An infant abducted from a hospital. Surgery performed on the wrong side of the body. A patient dying because no one asked about his or her allergies.
Those are examples of "never events" – the kinds of medical errors or in-hospital occurrences that should never occur in Canadian health-care institutions, according to a coalition of organizations working to put the issue of patient safety front and centre across the country.
On Friday, Health Quality Ontario and the Canadian Patient Safety Institute released Never Events for Hospital Care in Canada, a report that represents the first national consensus document on a list of events that health care institutions must work to eliminate. The report was put together with input from a variety of health quality organizations known collectively as the Never Events Action Team. The document includes a list of 15 "never events" and guidance on how institutions can prevent such occurrences and shift the culture to become more open and willing to report mistakes and problems.
"We've got to set the context that this is not a witch hunt," said Dr. Joshua Tepper, president and CEO of Health Quality Ontario. "This is actually about committing to better safety."
Other "never events" named in the document include patient suicide or attempted suicide, an unintended foreign object left in a patient after surgery and the wrong tissue, biological implant or blood product administered to a patient. It's unclear how common such occurrences are right now in Canada and one of the objectives is to develop better reporting systems to determine where the problems are and how to fix them, Tepper said.

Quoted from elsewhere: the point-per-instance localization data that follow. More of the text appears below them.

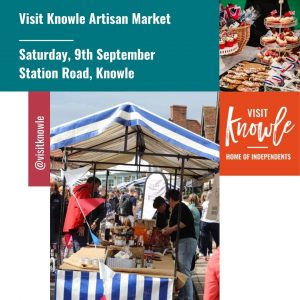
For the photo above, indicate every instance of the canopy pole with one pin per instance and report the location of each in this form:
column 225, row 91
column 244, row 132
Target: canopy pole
column 126, row 138
column 62, row 210
column 93, row 195
column 179, row 215
column 106, row 191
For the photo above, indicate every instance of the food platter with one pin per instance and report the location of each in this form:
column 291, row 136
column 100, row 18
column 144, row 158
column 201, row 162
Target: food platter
column 246, row 76
column 279, row 25
column 229, row 50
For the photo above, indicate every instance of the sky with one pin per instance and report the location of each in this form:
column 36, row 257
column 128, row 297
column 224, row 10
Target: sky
column 68, row 106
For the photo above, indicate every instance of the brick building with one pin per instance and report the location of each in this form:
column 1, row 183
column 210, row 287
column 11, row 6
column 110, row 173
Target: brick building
column 207, row 128
column 208, row 121
column 178, row 116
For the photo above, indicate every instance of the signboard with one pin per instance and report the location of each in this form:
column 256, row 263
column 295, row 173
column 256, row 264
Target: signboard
column 155, row 185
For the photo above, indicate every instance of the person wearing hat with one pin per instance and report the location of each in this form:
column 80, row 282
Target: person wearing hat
column 162, row 214
column 128, row 205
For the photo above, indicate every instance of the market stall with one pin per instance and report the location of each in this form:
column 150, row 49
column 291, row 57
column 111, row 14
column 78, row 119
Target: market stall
column 114, row 137
column 274, row 66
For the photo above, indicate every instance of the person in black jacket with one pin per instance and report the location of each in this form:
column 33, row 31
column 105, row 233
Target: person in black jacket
column 264, row 7
column 55, row 209
column 162, row 214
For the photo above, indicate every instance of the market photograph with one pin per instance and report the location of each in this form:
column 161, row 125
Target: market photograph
column 259, row 45
column 134, row 195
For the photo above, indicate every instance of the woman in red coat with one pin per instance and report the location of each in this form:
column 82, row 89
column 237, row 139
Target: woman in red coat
column 212, row 278
column 74, row 222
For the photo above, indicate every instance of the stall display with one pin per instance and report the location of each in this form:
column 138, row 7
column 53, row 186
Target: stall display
column 84, row 280
column 237, row 22
column 278, row 68
column 276, row 20
column 245, row 77
column 180, row 150
column 228, row 42
column 281, row 52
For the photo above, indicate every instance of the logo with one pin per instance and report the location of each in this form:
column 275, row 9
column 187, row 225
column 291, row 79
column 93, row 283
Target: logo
column 259, row 133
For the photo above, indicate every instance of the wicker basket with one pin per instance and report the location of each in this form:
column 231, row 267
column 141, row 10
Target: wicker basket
column 243, row 33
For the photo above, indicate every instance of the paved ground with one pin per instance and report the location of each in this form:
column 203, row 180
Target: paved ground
column 198, row 278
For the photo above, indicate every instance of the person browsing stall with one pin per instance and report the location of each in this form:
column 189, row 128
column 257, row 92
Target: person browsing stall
column 128, row 205
column 187, row 239
column 162, row 214
column 74, row 222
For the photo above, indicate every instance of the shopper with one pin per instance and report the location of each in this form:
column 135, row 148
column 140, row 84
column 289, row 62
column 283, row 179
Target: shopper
column 205, row 239
column 74, row 223
column 128, row 205
column 208, row 227
column 187, row 239
column 212, row 278
column 162, row 214
column 55, row 211
column 264, row 8
column 114, row 200
column 192, row 200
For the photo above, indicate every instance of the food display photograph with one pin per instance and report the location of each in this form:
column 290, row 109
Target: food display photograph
column 259, row 46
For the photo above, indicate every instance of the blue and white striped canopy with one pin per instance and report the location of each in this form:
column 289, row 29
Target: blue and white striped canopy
column 106, row 130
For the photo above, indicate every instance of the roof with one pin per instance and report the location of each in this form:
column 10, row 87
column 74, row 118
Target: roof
column 105, row 130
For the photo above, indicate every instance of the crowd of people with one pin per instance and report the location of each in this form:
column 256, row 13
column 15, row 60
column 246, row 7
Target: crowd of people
column 196, row 235
column 125, row 203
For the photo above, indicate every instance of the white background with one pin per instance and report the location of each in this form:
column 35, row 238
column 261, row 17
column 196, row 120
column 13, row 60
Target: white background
column 260, row 224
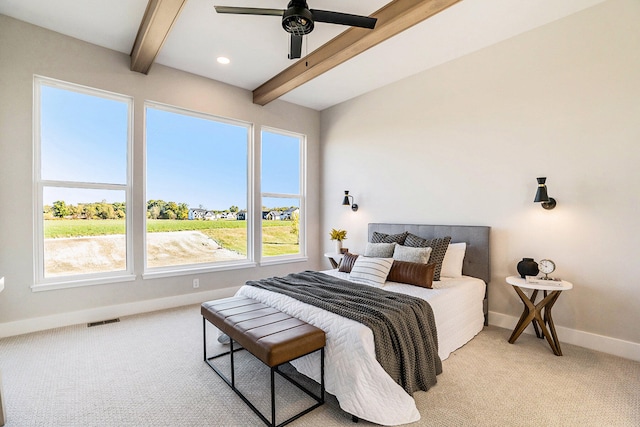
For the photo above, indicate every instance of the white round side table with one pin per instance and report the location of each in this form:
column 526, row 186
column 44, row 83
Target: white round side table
column 539, row 314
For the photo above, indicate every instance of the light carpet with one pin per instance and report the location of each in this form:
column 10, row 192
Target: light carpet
column 147, row 370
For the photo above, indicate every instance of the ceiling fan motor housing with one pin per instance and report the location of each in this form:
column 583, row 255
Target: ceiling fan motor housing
column 297, row 19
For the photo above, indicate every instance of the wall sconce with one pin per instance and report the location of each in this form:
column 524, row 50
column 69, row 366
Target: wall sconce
column 348, row 201
column 542, row 196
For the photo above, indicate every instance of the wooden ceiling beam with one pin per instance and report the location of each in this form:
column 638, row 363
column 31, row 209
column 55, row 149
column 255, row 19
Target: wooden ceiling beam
column 393, row 18
column 156, row 25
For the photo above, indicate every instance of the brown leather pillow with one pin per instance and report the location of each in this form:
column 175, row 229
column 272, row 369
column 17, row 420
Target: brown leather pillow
column 347, row 262
column 412, row 273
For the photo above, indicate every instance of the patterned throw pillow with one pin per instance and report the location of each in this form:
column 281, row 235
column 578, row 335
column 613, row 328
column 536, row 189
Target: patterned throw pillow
column 389, row 238
column 371, row 271
column 347, row 262
column 409, row 254
column 413, row 273
column 379, row 250
column 438, row 247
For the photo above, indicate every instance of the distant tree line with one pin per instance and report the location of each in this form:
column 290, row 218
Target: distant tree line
column 156, row 209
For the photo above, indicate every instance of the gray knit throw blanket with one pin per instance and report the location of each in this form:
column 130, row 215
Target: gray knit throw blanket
column 403, row 326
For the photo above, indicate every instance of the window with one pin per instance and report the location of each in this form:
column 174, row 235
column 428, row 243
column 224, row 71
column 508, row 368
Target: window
column 197, row 189
column 82, row 146
column 283, row 200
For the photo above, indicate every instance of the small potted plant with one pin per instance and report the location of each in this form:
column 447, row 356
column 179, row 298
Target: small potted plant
column 338, row 236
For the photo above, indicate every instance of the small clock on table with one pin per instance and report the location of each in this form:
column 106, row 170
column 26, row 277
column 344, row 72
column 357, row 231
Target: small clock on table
column 547, row 267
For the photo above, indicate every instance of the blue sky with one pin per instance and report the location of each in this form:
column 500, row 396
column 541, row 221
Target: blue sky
column 190, row 160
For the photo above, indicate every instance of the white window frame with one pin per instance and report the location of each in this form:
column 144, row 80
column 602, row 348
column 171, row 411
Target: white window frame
column 41, row 282
column 186, row 269
column 302, row 255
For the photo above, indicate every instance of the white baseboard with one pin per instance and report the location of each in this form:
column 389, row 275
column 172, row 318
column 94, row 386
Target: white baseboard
column 26, row 326
column 614, row 346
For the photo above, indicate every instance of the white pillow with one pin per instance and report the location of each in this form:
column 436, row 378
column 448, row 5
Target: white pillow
column 379, row 250
column 452, row 263
column 371, row 271
column 409, row 254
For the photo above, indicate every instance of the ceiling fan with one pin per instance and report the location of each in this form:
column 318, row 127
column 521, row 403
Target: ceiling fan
column 298, row 19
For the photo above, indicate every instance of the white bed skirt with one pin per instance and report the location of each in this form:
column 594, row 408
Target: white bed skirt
column 352, row 373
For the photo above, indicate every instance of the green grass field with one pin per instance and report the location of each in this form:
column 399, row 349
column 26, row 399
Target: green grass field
column 276, row 235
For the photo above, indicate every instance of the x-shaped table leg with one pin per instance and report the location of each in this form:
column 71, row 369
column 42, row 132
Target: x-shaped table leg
column 533, row 313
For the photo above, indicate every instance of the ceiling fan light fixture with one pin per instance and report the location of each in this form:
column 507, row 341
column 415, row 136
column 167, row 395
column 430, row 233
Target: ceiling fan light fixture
column 297, row 20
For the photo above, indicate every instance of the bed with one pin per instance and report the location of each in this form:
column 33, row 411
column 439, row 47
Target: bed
column 352, row 373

Last year, a 20-year-old Brampton, Ont., man killed himself while under suicide watch at the Brampton Civic Hospital. A 2013 report from the Institute for Safe Medication Practices Canada found that from October, 2011, to December, 2012, 36 patients experienced serious adverse events, including 10 deaths, because of medication errors. In 2004, a major study found that as many as 70,000 preventable adverse events occur in Canadian hospitals each year. Many reports on medical errors note that problems are allowed to persist in part because of a culture of secrecy in many health-care organizations.
While the new guidelines aren't binding, Tepper said they will continue working with organizations across the country and have "feet on the ground" to help ensure the report is implemented in day-to-day hospital life.

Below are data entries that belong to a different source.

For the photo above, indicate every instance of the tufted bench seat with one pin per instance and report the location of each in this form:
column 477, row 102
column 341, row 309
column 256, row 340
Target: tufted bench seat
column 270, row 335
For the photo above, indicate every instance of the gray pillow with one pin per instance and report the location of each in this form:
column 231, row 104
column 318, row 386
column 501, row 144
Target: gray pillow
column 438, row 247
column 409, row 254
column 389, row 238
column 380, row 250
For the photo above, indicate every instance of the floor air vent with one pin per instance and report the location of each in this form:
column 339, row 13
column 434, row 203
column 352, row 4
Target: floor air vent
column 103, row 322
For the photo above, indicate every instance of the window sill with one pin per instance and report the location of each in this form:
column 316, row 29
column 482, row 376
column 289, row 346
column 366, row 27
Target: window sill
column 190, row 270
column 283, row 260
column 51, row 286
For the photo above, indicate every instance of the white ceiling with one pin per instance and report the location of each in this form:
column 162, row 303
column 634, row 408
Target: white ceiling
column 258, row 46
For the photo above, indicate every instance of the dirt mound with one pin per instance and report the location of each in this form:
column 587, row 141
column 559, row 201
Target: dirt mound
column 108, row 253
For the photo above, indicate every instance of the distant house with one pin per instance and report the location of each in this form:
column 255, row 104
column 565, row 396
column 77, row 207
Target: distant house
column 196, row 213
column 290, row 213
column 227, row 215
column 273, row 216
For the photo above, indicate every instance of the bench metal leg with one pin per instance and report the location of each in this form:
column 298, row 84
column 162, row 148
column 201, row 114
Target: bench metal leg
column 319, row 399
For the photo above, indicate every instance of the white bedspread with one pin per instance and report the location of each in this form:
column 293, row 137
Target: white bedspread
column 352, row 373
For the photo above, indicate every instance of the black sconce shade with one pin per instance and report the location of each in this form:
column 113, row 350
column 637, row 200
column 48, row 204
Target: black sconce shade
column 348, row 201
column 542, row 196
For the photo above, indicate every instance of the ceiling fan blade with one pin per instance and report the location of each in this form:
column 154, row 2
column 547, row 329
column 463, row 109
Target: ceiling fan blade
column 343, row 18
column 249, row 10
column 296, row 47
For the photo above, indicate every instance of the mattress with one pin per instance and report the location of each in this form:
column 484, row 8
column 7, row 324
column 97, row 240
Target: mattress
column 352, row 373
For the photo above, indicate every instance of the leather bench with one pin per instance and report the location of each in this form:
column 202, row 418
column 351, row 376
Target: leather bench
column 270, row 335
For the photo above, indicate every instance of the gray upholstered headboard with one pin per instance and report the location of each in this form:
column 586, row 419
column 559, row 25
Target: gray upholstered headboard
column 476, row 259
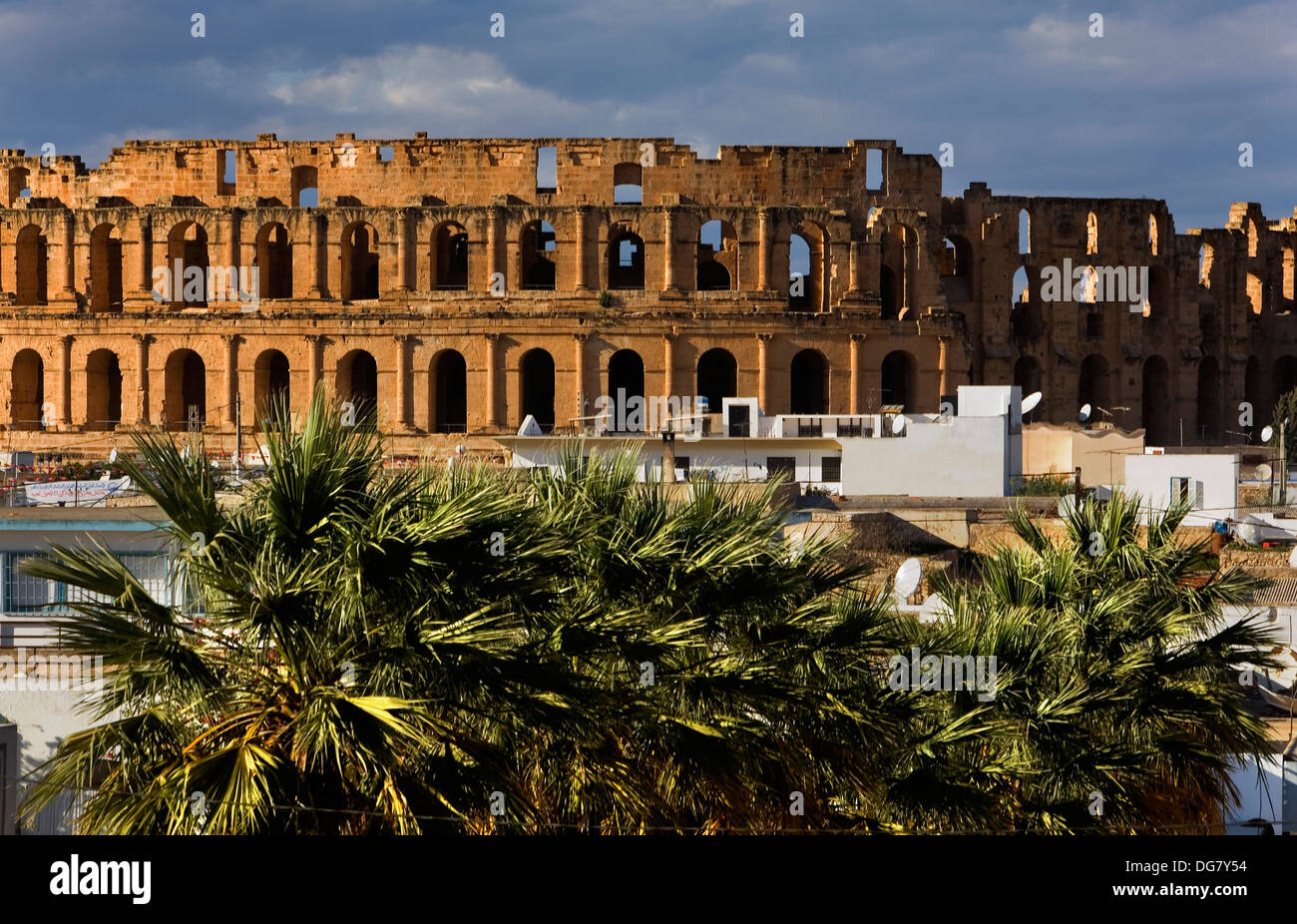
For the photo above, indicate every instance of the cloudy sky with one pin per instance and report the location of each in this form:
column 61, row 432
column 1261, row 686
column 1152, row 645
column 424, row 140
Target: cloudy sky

Chris Power, CEO of the Canadian Patient Safety Institute, said the focus will be on raising awareness among health-care organizations and pushing them to implement strategies to reduce "never events" and learn from mistakes when they happen.

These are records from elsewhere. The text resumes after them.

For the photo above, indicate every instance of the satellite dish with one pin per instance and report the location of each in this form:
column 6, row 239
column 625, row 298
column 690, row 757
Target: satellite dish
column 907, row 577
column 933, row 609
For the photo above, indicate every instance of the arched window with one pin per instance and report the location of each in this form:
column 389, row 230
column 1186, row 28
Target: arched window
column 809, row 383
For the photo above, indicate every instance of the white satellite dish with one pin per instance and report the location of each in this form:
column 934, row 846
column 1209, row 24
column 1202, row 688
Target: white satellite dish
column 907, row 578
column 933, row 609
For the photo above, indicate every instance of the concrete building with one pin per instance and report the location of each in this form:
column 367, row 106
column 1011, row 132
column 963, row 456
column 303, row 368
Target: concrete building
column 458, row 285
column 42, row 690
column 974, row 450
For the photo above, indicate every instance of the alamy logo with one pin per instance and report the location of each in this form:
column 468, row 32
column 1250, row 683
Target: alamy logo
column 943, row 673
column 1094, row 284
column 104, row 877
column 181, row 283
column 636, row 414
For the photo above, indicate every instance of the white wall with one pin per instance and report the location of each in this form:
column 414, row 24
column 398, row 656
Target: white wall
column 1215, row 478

"We don't have any stick, so we can't make this happen for sure," she said. "We will have conversations with governments and with health-care organizations and hopefully start to work with them to make sure they have the processes in place."
Nova Scotia and Saskatchewan have already created their own versions of a "never events" system. And similar initiatives have already been rolled out in countries such as the United States and Britain in order to help ensure health professionals are more vigilant about preventing errors and transparent when problems do occur, Tepper said.
The development of a Canadian "never events" report reflects a growing shift in health care toward improving patient safety and reducing medical errors. Earlier this year, Dr. Peter Pisters, head of the University Health Network, a group of four major health-care centres in Toronto, told staff at the annual general meeting that reducing medical errors will be a key focus during his tenure at the organization. And increasingly, health experts and patient safety groups are pushing hospitals to become more open about reporting and publicly disclosing preventable errors.
"Patients and consumers are starting to demand that," Power said. "It will be up to organizations to sign on."